5 Feb 2008 in Festival, Music

Strathclyde Suite, Glasgow Royal Concert Hall, 02 February 2008

The Nedyalko Nedyalkov Quartet

THE MAIN feature of this show was a new collaboration between the Scottish and Bulgarian quartets led respectively by multi-instrumentalist Fraser Fifield, and flute player Nedyalko Nedyalkov. Both groups take a comparable jazz-inclined approach to their native traditional music, with their Celtic Connections date offering a foretaste of their forthcoming joint Tune Up tour, starting later this month, and of the album they’re recording together.

A presumably cut-down version of that full-length performance proved a rather bitty, patchy affair, which failed to develop anything much in the way of momentum. At a guess, the programme on tour will include individual slots by each band, before both play together, whereas on this occasion it was a mix of all three elements throughout.

Besides Nedyalkov’s kaval, a traditional wooden flute, the Bulgarians’ line-up also features Stoimenka Nedyalkova on vocals, Angel Dimitrov on tamboura, a kind of long-necked mandolin, and Georgi Petrov on gadulka, which also resembles a mandolin, but has ten or more layered strings and is played upright, plucked or with a bow. The Scottish team, meanwhile, featured guitarist Graeme Stephen and percussionists Guy Nicholson and David Robertson, alongside Fifield’s bagpipes, whistles and soprano sax.

There were some memorable moments where all these diverse instruments and styles genuinely gelled, as in a brilliantly nimble high-speed duet between Dimitrov and Stephen, or Fifield’s composition ‘Traces of Thrace’, meshing Celtic and Bulgarian dance rhythms amidst a vibrant, full-bodied blend of colours and textures. Nedyalkova’s singing, too, cast that eerie Bulgarian spell, with its intense tone and Oriental shadings.

For what felt like long stretches, however, the prevailing impression was of downbeat noodling, and a distinct dearth of energy onstage. The musical interaction going on between the players was doubtless very interesting, but communicated only sporadically to the audience. The very last number suddenly delivered all the attack, urgency and drama that had largely been missing, but by then it was too little, too late.

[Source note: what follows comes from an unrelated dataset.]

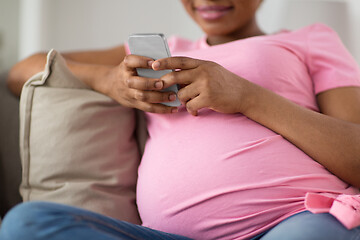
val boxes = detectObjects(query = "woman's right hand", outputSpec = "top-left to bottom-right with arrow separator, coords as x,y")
92,54 -> 179,114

As you’d expect from a onetime featured soloist in Michael Flatley’s Lord of the Dance show, Irish fiddler Cora Smyth’s opening set was slick, catchy and strong on pizzazz, her vigorous bowing and resonant tone framed by a six-piece band on accordion, double bass, keyboards, guitar, drums and trumpet. Arrangements cross-fertilised with rock, pop, reggae and jazz influences certainly did the business for most of the audience, assisted by Smyth’s dynamic stage presence, but to this listener came across as both mannered and lacking in originality.